確かに高木助手の言う通り、昨今は調教時計の解釈が難解だ。以前は縦(その馬自身の調教タイムの推移)の比較で何となく馬の仕上がりが把握できたが、今稽古の主流たるウッドコースはその日の天候次第で時計に大きな隔たりが…。
横(他馬)との比較を組み合わせなければ、数字の持つ意味が理解しづらい状況になっている。不良馬場の高松宮記念で2着のスノードラゴンがスプリンターズSでも低評価(13番人気)に甘んじたのと同じ理屈。そう捉えてもらえば、読者にもニュアンスが伝わろうか。
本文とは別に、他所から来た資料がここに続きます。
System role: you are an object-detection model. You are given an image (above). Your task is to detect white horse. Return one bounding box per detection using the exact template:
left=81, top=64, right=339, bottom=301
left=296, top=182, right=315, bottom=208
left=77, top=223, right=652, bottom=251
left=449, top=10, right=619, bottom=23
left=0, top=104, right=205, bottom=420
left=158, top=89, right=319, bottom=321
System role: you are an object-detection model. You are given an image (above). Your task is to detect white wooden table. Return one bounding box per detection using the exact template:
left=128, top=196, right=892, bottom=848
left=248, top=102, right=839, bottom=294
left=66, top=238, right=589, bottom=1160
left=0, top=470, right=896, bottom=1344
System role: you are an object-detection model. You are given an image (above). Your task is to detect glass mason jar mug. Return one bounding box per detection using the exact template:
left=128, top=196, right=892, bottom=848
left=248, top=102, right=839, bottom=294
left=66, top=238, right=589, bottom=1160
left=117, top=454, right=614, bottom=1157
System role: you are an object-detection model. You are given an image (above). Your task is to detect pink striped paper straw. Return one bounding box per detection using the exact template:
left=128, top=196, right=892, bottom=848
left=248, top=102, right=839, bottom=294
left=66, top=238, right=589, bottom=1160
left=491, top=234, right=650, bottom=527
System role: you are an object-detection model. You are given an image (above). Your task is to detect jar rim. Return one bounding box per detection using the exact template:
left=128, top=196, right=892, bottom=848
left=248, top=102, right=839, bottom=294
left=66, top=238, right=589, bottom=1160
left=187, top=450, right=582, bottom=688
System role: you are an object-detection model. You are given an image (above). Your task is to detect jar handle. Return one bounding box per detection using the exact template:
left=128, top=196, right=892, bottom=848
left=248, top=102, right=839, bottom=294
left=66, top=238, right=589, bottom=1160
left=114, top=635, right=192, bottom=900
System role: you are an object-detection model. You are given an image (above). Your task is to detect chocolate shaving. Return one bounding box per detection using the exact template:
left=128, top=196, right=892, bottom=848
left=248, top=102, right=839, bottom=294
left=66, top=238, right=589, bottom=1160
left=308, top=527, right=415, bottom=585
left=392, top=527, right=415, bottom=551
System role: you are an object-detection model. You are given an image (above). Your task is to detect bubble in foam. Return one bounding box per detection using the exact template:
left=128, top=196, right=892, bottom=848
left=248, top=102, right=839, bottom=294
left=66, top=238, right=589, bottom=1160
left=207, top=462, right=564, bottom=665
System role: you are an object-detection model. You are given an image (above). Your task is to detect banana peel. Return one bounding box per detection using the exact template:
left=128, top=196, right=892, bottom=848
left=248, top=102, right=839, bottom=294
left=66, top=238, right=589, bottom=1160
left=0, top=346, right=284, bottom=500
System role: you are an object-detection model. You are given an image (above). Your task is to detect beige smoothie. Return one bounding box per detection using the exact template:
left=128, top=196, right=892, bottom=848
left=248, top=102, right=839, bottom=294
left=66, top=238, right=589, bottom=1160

とはいえ、いまやウッド以上に理解不能なのが美浦の坂路コースだ。先週水曜(15日)はラスト1ハロンの最速時計が13.4秒。4ハロンが56秒台でも、しまい14秒を切れない馬が続出した。ちなみに前出の高木助手に言わせれば「あの日の坂路は脚を取られまくって、追い切りは田植えを全力で行っているような感覚(笑い)」だったとか。関係者さえも「果たしてどれほど負荷がかかっているのか推測できない」(同助手)馬場らしい。
管理するトレーナーの談話を取るのは想定班の基本作業。しかし馬券に直結させようと思えば、実際の騎乗者の感覚を小まめにチェックすること。その重要性を改めて肝に銘じた次第である。